It’s a sign of over-heated and highly
speculative markets when any half-truth or rumour is treated as excuse for a
price spike. The nonsense that’s all over the place this morning about North Korean
skyrockets pushing up local petrol prices is such a sign. Those rockets aren’t
much chop, but they’re not oil-fired either.
Oil prices have long since departed from
fundamentals, to the concern of oil producers and consumers alike, but it’s
extremely tenuous to try to put President Kimmy Look At Moi on
the same footing as the concerns over Iran. Iran has
the world’s second biggest supply of oil. North Korea has SFA.

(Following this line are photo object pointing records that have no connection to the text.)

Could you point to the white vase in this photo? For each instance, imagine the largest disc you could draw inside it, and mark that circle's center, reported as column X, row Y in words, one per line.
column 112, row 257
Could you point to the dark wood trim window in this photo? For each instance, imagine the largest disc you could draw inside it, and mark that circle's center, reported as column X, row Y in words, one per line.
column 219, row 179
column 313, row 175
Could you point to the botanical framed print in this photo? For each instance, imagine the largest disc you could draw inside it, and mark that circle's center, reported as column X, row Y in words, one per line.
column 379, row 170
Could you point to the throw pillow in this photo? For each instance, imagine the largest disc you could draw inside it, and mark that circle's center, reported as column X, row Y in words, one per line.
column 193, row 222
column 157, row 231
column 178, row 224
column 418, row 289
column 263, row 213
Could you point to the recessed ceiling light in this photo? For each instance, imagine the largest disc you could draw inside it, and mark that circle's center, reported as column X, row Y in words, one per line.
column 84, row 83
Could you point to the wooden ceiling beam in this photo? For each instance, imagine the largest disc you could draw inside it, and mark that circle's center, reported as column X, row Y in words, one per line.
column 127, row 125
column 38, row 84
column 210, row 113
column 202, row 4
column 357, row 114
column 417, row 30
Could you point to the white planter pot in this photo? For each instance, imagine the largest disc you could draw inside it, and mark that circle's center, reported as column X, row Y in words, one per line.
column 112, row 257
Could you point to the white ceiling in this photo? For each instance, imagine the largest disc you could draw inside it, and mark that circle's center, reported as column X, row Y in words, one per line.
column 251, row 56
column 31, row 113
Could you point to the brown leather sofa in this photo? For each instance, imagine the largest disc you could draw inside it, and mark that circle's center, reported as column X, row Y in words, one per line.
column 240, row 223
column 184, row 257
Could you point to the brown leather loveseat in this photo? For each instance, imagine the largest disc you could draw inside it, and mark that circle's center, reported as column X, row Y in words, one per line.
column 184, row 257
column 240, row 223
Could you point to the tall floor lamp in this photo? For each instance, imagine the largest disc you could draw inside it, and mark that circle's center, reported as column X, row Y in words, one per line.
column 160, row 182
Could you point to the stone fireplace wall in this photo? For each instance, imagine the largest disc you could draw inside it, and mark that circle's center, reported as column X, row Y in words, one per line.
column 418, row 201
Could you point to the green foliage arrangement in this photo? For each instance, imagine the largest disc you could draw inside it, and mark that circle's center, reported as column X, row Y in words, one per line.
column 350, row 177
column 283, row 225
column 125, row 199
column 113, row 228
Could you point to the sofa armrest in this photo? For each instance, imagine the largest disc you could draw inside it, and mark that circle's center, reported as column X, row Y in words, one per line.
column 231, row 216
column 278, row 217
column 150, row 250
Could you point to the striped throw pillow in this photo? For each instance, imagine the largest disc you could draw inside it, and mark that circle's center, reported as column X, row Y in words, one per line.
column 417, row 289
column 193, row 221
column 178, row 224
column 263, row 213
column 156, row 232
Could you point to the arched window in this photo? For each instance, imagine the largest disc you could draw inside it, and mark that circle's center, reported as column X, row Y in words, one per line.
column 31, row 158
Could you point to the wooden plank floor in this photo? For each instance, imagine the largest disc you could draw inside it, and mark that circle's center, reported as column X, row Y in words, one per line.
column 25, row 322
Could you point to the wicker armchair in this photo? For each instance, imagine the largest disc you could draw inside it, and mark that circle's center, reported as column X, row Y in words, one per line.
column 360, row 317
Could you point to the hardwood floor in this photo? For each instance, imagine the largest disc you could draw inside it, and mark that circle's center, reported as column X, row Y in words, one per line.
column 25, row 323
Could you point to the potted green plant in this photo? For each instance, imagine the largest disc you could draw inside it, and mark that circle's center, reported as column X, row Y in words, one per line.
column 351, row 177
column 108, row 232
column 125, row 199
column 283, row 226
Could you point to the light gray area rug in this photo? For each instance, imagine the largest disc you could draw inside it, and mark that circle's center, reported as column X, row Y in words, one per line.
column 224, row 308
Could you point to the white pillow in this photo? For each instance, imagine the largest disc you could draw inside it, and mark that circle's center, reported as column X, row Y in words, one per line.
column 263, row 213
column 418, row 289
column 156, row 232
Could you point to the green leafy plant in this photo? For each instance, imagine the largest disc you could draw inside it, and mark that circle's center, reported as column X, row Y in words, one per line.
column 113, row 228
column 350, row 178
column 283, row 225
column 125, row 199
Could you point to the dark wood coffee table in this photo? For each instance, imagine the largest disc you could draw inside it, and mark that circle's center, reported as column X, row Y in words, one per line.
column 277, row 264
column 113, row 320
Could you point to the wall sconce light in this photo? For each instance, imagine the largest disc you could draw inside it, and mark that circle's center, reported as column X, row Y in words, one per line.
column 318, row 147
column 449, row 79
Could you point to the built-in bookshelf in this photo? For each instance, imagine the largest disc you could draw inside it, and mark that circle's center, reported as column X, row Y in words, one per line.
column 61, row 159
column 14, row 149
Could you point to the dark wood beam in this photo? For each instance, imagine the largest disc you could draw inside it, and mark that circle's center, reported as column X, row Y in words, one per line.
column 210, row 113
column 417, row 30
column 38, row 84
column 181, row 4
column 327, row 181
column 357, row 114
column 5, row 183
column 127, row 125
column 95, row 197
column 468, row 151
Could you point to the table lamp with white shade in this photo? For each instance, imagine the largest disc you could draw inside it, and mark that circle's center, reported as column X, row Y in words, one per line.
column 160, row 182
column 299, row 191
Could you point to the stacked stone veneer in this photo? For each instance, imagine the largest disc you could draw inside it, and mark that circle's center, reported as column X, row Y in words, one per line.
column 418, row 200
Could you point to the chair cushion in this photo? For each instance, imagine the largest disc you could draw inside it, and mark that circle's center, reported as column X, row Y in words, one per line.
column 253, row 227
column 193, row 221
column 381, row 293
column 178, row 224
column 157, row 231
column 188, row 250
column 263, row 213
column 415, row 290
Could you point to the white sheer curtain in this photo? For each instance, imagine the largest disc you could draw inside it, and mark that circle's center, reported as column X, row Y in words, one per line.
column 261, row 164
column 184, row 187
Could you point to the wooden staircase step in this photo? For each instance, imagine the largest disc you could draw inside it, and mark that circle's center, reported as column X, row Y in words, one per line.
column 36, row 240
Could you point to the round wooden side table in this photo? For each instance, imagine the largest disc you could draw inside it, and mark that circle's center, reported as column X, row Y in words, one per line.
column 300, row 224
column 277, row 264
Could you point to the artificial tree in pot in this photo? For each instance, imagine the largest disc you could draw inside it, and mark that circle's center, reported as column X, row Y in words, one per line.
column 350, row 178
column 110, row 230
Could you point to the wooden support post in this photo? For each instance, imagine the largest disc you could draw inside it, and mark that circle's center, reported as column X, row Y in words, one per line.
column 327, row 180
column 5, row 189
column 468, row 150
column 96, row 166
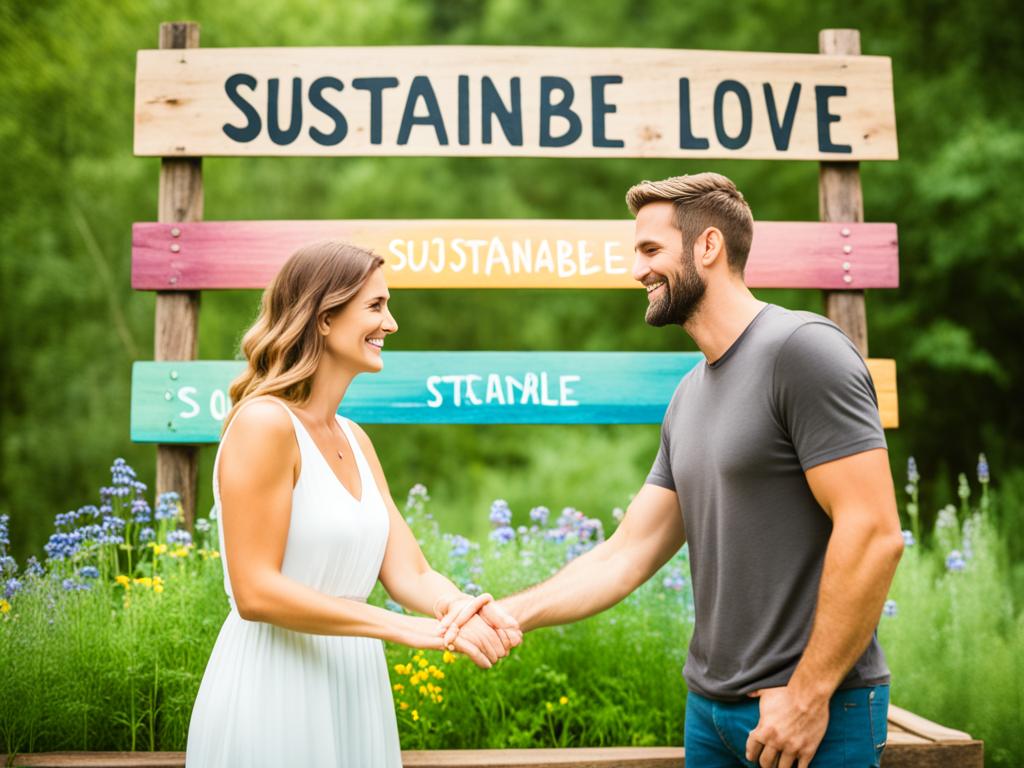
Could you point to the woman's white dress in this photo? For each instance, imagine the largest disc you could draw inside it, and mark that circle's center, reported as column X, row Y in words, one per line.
column 270, row 696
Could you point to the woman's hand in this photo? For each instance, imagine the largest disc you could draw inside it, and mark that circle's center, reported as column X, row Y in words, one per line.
column 418, row 632
column 457, row 614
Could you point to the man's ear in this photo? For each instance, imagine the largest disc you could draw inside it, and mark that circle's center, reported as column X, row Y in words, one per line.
column 710, row 246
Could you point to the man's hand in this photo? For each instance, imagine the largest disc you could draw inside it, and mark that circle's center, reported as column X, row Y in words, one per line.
column 787, row 731
column 491, row 627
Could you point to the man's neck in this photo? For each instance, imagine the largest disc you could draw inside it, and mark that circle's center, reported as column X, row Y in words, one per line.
column 721, row 318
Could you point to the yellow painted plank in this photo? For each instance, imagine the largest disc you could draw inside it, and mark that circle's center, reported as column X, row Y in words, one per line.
column 536, row 101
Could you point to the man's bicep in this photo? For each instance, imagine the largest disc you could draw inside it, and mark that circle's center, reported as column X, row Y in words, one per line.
column 652, row 529
column 860, row 483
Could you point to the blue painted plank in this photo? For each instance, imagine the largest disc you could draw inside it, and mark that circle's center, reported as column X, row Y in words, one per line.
column 185, row 401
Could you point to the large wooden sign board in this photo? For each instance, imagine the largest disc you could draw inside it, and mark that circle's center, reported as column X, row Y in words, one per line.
column 186, row 401
column 499, row 253
column 542, row 101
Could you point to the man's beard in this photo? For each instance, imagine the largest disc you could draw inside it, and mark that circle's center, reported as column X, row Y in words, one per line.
column 683, row 293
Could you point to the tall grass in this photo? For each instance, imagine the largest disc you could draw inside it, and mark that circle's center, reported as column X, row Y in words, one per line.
column 111, row 658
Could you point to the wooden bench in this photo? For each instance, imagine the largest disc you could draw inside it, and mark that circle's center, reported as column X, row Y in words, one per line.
column 913, row 742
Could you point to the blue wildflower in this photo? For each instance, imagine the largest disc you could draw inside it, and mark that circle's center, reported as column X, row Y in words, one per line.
column 460, row 546
column 504, row 535
column 140, row 510
column 181, row 538
column 167, row 506
column 982, row 469
column 8, row 566
column 10, row 587
column 501, row 515
column 955, row 562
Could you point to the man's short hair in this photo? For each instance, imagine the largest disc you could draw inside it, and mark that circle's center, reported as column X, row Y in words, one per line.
column 700, row 201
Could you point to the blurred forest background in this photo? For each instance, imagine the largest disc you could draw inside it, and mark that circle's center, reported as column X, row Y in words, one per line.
column 71, row 326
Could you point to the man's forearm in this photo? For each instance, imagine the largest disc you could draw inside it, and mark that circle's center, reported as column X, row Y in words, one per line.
column 858, row 568
column 590, row 584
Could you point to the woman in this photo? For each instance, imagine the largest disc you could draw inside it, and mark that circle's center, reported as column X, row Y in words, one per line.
column 307, row 525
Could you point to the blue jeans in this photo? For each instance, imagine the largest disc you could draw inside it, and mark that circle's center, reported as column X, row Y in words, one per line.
column 716, row 731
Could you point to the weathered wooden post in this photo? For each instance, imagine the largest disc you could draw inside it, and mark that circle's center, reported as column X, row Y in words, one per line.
column 840, row 199
column 177, row 311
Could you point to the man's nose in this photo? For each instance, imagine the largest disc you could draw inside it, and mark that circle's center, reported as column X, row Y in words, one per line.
column 640, row 268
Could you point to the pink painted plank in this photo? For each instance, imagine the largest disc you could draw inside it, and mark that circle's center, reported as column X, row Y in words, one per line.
column 499, row 253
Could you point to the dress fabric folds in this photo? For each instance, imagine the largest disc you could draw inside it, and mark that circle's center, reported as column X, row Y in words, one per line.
column 271, row 696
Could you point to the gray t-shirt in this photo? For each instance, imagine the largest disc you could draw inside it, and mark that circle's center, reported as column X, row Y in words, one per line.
column 792, row 392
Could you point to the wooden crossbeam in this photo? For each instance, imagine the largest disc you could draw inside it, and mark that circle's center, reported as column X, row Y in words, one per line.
column 499, row 253
column 185, row 402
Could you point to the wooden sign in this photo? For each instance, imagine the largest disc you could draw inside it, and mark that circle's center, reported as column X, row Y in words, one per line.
column 500, row 253
column 539, row 101
column 186, row 401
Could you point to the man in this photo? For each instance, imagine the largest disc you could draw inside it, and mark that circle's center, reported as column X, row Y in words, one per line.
column 773, row 466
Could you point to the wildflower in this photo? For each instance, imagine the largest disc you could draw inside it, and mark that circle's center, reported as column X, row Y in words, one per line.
column 168, row 506
column 11, row 586
column 460, row 546
column 540, row 515
column 140, row 510
column 955, row 562
column 181, row 538
column 501, row 514
column 503, row 535
column 8, row 566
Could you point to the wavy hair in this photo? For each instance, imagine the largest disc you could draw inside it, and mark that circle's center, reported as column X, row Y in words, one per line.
column 284, row 347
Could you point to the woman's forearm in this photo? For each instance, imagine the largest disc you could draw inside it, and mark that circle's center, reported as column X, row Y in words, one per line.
column 284, row 602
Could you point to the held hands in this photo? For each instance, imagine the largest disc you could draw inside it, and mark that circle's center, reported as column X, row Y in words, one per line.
column 787, row 731
column 479, row 625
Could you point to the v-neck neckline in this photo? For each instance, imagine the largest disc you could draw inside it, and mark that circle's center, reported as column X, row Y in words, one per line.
column 352, row 446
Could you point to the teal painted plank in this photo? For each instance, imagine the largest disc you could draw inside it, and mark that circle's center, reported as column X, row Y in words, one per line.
column 186, row 401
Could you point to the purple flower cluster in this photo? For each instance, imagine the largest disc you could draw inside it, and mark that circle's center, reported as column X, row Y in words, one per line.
column 179, row 538
column 168, row 506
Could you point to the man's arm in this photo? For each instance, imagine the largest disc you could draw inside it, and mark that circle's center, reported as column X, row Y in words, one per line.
column 649, row 535
column 864, row 547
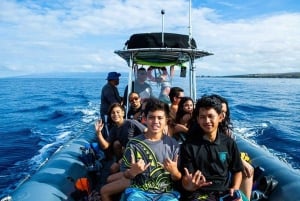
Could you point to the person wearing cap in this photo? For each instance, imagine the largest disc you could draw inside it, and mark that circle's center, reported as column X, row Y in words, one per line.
column 110, row 93
column 140, row 86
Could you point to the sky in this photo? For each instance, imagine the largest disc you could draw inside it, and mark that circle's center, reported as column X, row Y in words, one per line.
column 55, row 36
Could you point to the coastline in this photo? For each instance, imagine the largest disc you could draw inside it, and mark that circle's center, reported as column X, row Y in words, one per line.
column 293, row 75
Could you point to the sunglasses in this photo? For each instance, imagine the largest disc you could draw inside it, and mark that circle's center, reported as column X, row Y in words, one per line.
column 134, row 99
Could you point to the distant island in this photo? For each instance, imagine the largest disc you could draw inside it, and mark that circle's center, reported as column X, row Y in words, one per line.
column 263, row 75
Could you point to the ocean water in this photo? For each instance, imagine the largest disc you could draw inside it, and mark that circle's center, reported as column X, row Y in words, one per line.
column 38, row 115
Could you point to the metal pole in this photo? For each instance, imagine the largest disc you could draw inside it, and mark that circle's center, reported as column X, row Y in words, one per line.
column 162, row 28
column 190, row 24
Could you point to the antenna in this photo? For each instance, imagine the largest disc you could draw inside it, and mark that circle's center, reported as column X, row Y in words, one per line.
column 162, row 28
column 190, row 24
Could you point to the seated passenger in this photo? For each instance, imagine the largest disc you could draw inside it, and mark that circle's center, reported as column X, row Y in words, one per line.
column 185, row 110
column 150, row 160
column 176, row 93
column 210, row 161
column 226, row 125
column 140, row 86
column 135, row 106
column 120, row 133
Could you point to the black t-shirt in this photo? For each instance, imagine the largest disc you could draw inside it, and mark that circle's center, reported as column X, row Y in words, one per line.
column 129, row 129
column 214, row 159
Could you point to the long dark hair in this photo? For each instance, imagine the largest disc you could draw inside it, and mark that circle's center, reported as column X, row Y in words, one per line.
column 226, row 125
column 180, row 112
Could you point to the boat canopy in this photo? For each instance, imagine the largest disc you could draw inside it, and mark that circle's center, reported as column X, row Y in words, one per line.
column 150, row 49
column 159, row 50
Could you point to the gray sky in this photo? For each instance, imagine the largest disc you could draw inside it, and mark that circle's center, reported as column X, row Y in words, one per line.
column 81, row 35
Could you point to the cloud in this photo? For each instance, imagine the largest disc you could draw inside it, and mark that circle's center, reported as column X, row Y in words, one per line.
column 81, row 36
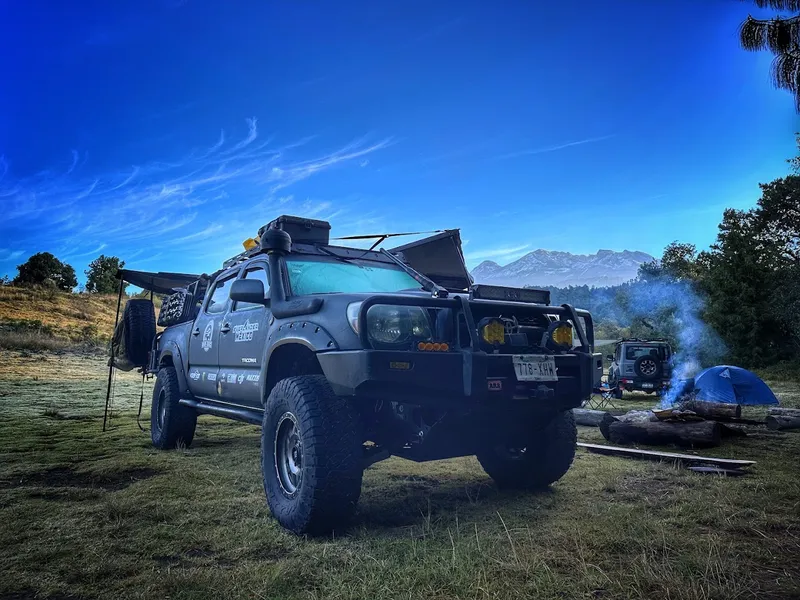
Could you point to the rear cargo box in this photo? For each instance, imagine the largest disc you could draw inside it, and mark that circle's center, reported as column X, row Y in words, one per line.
column 303, row 231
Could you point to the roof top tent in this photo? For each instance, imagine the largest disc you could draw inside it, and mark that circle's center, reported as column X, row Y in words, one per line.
column 439, row 258
column 158, row 283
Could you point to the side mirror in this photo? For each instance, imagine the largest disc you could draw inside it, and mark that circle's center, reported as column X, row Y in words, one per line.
column 248, row 290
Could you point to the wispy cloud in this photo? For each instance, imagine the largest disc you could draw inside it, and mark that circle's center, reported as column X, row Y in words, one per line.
column 546, row 149
column 503, row 252
column 210, row 198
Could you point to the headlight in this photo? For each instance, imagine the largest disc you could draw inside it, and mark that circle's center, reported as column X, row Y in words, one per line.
column 387, row 324
column 559, row 335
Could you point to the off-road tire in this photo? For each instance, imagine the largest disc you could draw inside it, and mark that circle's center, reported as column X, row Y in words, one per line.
column 546, row 458
column 645, row 361
column 331, row 468
column 140, row 329
column 175, row 428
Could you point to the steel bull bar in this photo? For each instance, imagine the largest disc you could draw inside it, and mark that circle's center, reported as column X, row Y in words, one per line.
column 469, row 358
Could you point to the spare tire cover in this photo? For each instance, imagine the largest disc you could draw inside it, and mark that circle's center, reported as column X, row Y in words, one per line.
column 140, row 329
column 648, row 367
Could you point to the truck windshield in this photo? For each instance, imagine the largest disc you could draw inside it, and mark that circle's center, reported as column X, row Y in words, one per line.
column 324, row 276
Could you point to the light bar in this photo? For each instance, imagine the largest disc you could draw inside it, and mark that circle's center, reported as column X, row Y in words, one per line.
column 497, row 292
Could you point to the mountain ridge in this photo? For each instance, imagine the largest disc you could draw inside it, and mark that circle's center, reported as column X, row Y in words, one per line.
column 558, row 268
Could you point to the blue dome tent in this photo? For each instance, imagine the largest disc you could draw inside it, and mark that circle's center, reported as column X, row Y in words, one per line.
column 732, row 385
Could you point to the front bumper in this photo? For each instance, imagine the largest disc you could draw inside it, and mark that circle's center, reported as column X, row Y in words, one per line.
column 641, row 385
column 453, row 378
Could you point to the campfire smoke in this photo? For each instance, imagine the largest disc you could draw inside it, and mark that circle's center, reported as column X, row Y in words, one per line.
column 676, row 310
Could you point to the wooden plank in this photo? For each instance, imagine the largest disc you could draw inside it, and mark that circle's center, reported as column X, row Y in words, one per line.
column 654, row 455
column 775, row 422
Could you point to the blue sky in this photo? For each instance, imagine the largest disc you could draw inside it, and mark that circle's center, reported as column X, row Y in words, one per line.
column 167, row 131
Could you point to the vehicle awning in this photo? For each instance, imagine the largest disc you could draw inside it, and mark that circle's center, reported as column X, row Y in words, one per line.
column 159, row 283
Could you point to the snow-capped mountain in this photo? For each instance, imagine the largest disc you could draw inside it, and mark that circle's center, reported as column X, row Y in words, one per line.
column 545, row 267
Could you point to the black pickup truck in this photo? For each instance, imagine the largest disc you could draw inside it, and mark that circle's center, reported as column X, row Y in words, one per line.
column 346, row 356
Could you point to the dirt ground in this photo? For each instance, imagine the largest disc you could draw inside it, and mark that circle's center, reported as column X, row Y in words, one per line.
column 87, row 514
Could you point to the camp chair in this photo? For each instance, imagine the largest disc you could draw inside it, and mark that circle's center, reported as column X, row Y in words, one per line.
column 602, row 397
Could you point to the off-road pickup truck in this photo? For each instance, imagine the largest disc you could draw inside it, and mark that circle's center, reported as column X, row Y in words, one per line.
column 346, row 356
column 640, row 365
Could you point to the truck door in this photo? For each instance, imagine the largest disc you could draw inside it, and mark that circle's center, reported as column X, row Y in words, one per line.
column 204, row 344
column 241, row 346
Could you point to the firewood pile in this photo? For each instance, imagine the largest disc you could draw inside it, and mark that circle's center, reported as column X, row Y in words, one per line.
column 689, row 424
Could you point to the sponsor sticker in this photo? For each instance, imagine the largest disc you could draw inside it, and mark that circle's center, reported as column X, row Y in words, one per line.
column 244, row 332
column 208, row 334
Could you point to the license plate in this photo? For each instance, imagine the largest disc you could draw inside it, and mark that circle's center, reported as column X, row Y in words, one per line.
column 534, row 367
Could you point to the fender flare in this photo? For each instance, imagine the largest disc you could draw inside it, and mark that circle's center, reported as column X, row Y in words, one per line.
column 172, row 350
column 303, row 333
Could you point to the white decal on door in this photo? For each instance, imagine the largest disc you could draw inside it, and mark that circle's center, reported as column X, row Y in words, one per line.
column 244, row 332
column 207, row 335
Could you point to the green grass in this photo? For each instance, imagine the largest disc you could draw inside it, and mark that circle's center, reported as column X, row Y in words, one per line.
column 103, row 515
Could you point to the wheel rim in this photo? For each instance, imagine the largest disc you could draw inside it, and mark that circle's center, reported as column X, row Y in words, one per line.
column 162, row 409
column 288, row 454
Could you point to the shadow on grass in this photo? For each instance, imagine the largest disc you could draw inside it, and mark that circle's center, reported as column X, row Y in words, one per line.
column 399, row 501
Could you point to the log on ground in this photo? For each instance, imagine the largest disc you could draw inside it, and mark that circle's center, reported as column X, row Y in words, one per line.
column 775, row 422
column 713, row 410
column 784, row 412
column 585, row 416
column 703, row 434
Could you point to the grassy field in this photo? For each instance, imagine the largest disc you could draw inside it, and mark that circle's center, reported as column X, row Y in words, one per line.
column 87, row 514
column 45, row 319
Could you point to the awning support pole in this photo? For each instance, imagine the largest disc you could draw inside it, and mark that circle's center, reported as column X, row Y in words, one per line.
column 111, row 360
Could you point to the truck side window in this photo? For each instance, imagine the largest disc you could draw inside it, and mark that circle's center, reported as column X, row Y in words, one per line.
column 219, row 297
column 254, row 273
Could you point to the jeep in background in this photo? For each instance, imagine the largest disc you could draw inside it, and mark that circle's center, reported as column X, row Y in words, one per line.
column 346, row 356
column 640, row 365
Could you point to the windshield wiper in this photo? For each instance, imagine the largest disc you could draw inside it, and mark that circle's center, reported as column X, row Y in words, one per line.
column 427, row 284
column 333, row 254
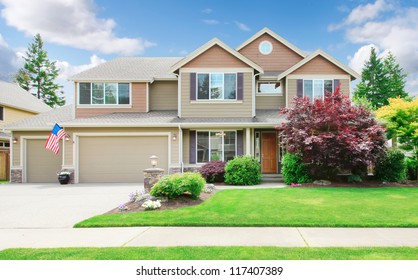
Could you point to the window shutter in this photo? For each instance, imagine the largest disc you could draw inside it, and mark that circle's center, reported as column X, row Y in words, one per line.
column 192, row 154
column 192, row 86
column 240, row 142
column 240, row 86
column 336, row 83
column 299, row 88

While international tensions of any sort
aren’t good for markets, there are lots of other factors behind oil’s run above
US$75 a barrel. It finished above that mark again this morning, but Reuters’
calmly rational report doesn’t mention North
Korea. US oil
inventories, Nigeria and Iran yes, President Kimmy no.
Which leads to the
spike in local petrol prices yesterday. I’ve long been sanguine about the usual
petrol conspiracy theories pushed here every time prices rise – but if the
local refiners have found an instant method of translating spot crude prices to
the pump and at any time suggested North Korea was to blame, maybe
they do need a thorough roasting after all.